XML Entity definitions for Characters

Status of this Document

This section describes the status of this document at the time of its publication. Other documents may supersede this document. A list of current W3C publications and the latest revision of this technical report can be found in the W3C technical reports index at http://www.w3.org/TR/.

This document is a W3C First Public Working Draft produced by the W3C Math Working Group as part of the W3C Math Activity.

Publication as a Working Draft does not imply endorsement by the W3C Membership. This is a draft document and may be updated, replaced or obsoleted by other documents at any time. It is inappropriate to cite this document as other than work in progress.

Public discussion of this document is encouraged on www-math@w3c.org, the public mailing list of the Math Working Group (list archives). To subscribe send an email to www-math-request@w3.org with the word subscribe in the subject line.

Please report errors in this document to www-math@w3.org.

This document was produced by a group operating under the 5 February 2004 W3C Patent Policy. W3C maintains a public list of any patent disclosures made in connection with the deliverables of the group; that page also includes instructions for disclosing a patent. An individual who has actual knowledge of a patent which the individual believes contains Essential Claim(s) must disclose the information in accordance with section 6 of the W3C Patent Policy.

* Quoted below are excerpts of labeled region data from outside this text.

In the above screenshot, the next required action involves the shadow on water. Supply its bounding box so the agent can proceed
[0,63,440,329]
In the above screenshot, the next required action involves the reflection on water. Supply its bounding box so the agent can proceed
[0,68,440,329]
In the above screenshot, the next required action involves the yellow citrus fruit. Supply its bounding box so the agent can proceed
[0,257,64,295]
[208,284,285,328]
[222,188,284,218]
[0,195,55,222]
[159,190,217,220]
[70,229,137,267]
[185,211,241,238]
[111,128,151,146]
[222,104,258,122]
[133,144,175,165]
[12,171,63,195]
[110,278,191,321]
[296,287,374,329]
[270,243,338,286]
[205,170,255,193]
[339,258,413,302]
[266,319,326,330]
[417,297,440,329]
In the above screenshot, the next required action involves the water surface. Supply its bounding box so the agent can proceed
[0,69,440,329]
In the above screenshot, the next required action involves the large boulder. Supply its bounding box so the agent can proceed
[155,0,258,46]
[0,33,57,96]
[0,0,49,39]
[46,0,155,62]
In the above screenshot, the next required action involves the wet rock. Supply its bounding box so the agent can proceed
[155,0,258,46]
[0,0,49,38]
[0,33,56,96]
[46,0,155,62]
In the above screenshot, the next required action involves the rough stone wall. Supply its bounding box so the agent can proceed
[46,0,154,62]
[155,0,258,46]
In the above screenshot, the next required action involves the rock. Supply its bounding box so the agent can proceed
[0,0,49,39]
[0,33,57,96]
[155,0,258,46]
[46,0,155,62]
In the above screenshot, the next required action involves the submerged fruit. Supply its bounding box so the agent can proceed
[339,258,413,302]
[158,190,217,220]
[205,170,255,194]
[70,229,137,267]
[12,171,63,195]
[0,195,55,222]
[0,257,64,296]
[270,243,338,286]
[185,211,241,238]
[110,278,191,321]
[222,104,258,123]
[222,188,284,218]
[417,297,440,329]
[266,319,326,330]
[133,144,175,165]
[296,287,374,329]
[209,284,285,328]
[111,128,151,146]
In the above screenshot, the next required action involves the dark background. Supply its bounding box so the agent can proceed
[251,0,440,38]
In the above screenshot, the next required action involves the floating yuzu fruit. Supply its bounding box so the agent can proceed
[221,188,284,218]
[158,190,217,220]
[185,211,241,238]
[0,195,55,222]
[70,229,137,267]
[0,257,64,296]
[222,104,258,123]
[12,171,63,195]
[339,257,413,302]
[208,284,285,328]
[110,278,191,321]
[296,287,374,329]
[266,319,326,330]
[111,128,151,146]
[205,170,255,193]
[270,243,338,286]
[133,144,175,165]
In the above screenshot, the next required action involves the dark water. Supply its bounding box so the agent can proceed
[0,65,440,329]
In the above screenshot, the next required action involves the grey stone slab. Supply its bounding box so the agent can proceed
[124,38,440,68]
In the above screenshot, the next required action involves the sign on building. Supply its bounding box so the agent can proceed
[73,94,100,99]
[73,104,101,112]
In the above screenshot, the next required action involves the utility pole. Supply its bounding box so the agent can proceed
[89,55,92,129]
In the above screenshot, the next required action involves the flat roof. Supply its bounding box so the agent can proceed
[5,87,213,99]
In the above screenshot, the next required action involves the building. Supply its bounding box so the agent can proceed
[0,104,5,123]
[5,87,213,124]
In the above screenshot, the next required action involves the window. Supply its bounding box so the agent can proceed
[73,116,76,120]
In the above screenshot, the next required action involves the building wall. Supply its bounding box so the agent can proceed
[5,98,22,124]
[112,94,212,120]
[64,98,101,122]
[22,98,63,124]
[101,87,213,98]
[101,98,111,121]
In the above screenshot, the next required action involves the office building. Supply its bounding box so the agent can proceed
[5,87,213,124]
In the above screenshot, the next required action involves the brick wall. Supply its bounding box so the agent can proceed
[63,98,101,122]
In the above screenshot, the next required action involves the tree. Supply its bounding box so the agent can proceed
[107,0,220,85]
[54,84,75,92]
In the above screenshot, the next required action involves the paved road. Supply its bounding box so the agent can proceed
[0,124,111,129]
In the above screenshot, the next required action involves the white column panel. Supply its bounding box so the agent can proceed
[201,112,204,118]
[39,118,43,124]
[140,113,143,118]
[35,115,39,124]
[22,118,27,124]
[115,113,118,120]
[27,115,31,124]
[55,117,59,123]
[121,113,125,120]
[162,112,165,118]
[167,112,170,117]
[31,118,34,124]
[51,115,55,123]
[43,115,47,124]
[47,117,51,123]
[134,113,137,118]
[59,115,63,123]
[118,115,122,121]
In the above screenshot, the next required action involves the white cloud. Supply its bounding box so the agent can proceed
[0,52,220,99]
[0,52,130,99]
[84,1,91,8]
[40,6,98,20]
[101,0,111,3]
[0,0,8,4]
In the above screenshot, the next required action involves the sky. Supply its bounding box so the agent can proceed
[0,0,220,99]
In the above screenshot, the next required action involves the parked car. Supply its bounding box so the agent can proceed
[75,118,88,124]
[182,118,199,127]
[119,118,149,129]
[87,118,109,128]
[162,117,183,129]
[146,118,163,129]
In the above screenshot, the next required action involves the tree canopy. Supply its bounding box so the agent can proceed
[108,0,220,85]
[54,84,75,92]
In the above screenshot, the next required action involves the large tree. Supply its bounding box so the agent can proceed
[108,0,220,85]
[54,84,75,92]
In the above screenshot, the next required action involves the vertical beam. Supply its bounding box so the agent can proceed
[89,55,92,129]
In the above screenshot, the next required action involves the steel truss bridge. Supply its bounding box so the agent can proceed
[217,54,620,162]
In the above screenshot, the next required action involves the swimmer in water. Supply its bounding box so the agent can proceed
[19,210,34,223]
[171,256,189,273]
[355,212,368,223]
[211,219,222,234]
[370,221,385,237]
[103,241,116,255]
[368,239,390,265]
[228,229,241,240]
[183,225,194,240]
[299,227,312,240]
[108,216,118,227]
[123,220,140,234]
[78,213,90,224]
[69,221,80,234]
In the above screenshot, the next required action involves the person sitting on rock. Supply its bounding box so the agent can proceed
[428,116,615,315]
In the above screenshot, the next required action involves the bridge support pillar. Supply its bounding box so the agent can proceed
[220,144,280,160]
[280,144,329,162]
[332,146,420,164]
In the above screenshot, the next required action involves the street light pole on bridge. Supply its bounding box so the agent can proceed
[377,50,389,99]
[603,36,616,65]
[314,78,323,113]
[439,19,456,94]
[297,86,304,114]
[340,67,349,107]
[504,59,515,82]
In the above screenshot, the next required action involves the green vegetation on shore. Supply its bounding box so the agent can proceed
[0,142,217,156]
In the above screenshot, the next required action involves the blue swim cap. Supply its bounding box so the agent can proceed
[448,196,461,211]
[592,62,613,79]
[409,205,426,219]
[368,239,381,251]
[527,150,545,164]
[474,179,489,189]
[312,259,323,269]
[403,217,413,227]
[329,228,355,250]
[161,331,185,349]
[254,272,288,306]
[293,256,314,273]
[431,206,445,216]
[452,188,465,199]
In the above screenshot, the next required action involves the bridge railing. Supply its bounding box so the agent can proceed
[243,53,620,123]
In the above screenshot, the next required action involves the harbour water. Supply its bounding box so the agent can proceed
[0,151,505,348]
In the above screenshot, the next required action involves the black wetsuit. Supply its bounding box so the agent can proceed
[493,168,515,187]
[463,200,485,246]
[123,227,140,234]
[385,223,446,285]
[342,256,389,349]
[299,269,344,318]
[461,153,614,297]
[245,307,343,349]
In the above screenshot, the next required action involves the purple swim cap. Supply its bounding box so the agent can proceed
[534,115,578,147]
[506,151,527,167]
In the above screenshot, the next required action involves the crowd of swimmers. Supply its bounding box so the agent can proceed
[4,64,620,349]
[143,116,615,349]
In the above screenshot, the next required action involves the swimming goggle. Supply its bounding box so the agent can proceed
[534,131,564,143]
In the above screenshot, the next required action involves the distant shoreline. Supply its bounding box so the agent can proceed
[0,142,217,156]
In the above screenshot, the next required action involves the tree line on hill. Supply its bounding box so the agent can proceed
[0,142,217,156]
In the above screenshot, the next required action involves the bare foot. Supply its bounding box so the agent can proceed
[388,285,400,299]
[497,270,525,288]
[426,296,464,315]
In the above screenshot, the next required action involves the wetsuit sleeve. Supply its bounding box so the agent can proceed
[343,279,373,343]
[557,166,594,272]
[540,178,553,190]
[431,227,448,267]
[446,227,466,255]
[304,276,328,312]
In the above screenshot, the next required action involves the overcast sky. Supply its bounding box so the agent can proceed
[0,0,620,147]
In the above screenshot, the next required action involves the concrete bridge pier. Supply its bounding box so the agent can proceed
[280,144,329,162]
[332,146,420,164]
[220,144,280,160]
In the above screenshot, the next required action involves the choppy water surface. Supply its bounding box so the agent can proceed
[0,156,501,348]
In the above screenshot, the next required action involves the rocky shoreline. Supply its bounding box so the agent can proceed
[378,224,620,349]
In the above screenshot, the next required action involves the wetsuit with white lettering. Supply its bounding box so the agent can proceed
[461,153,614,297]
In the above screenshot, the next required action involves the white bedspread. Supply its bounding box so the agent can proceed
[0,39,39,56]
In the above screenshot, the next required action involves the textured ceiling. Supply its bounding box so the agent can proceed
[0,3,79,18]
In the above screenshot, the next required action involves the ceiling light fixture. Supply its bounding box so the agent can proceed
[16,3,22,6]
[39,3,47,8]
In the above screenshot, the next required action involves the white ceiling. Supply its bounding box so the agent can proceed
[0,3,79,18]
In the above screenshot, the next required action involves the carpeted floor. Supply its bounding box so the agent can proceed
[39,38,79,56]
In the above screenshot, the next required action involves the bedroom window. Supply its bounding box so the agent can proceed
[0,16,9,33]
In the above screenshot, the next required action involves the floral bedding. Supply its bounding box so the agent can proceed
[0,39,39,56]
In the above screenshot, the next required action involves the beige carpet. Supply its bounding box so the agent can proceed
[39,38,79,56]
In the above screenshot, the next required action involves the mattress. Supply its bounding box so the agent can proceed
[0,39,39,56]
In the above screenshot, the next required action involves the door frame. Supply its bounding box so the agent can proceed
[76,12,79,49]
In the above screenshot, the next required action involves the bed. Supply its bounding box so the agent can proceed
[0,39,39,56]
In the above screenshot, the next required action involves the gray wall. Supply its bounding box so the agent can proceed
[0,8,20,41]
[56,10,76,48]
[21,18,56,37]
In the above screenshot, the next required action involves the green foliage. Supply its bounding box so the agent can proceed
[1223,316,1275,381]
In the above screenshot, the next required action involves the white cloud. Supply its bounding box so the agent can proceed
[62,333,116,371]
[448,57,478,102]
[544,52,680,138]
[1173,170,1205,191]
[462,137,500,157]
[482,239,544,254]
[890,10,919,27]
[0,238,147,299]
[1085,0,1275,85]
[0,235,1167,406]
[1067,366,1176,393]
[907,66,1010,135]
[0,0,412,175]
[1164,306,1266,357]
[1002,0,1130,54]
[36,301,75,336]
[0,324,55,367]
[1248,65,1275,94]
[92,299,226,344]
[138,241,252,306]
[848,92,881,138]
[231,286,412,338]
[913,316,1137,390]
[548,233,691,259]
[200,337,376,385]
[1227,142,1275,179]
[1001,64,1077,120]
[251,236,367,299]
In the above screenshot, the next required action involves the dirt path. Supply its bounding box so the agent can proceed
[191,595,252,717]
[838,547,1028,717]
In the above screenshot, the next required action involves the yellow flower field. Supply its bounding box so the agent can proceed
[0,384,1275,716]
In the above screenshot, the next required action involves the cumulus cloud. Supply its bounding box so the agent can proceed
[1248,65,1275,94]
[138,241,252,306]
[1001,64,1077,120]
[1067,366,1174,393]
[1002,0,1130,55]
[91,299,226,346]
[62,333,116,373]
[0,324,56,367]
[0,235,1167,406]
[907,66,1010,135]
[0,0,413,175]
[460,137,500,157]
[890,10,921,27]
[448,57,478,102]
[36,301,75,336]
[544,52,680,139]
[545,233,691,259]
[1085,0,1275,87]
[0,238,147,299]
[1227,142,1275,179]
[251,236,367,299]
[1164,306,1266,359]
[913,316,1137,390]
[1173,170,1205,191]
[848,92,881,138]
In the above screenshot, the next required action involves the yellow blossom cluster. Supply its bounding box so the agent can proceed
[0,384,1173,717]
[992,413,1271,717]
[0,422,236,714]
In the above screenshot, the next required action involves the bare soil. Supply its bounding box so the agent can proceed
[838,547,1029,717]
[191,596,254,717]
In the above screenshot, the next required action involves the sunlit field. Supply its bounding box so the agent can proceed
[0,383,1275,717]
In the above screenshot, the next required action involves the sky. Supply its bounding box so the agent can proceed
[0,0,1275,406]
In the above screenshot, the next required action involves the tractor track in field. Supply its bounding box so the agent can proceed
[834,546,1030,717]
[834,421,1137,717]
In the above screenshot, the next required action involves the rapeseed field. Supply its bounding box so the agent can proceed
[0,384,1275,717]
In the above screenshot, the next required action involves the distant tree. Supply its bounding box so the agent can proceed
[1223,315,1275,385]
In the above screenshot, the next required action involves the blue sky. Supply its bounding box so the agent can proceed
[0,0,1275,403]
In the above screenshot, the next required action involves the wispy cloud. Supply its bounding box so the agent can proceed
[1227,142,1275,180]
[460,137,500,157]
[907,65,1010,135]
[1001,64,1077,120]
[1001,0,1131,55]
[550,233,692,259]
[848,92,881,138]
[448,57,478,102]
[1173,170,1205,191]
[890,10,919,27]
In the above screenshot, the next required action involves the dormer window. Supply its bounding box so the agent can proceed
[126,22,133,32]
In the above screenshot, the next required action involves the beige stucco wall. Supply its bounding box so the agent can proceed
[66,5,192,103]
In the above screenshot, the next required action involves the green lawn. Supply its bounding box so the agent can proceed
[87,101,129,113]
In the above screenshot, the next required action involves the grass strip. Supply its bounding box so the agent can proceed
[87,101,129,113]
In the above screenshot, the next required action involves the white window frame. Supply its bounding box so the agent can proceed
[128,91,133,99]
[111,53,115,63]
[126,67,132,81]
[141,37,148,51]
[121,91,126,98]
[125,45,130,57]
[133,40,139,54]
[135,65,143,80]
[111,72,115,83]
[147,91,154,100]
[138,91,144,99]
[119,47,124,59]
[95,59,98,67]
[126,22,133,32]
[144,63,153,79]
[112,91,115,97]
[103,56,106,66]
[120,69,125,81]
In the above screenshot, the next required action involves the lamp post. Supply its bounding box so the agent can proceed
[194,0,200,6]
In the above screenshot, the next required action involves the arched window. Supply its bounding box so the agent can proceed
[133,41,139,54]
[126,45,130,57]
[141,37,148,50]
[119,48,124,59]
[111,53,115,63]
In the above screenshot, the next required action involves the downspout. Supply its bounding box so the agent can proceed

It is hoped that the entity sets defined by this specification may form the basis of an update to [ISO9573-13-1991], however pressure of other commitments has currently prevented this document being processed by the relevant ISO committee, thus the entity sets are being presented with Formal Public identifiers of the form -//W3C//... rather than ISO.... It is hoped that an update to TR 9573-13 may be made later. (The present version of TR 9573-13 defines the sets of names, but does not give mappings to Unicode.)

1 Introduction

Notation and symbols have proved very important for scientific documents, especially in mathematics. Mathematics has grown in part because its notation continually changes toward being succinct and suggestive. There have been many new signs developed for use in mathematical notation, and mathematicians have not held back from making use of many symbols originally introduced elsewhere. The result is that mathematics makes use of a very large collection of symbols. It is difficult to write mathematics fluently if these characters are not available for use. It is difficult to read mathematics if corresponding glyphs are not available for presentation on specific display devices. In the majority of cases it is preferable to store characters directly as Unicode character data or as XML numeric character references. However, in some environments it is more convenient to use the ASCII input mechanism provided by XML entity references. Many entity names are in common use, and this specification aims to provide standard mappings to Unicode for each of these names. It introduces no names that have not already been used in earlier specifications. Specifically the entity names in the sets starting with the letters "iso" were first standardized in SGML ([SGML]) and updated in [ISO9573-13-1991], the entity names in the sets with names starting "mml" were first standardized in MathML ([MathML2]) and those starting with "xhtml" were first standardized in HTML ([HTML4]).

2 Sets of names

This specification defines Unicode mappings of many sets of names that have been defined by earlier specifications.

We first present two tables listing the combined sets. firstly in Unicode order and then in alphabetic order, then present tables documenting each of the entity sets. Each set has a link to the DTD entity declaration for the corresponding entity set, and also a link to an XSLT2 stylesheet that will implement a reverse mapping from characters to entity names (this is only possible for entity names that map to a single uniocde code point).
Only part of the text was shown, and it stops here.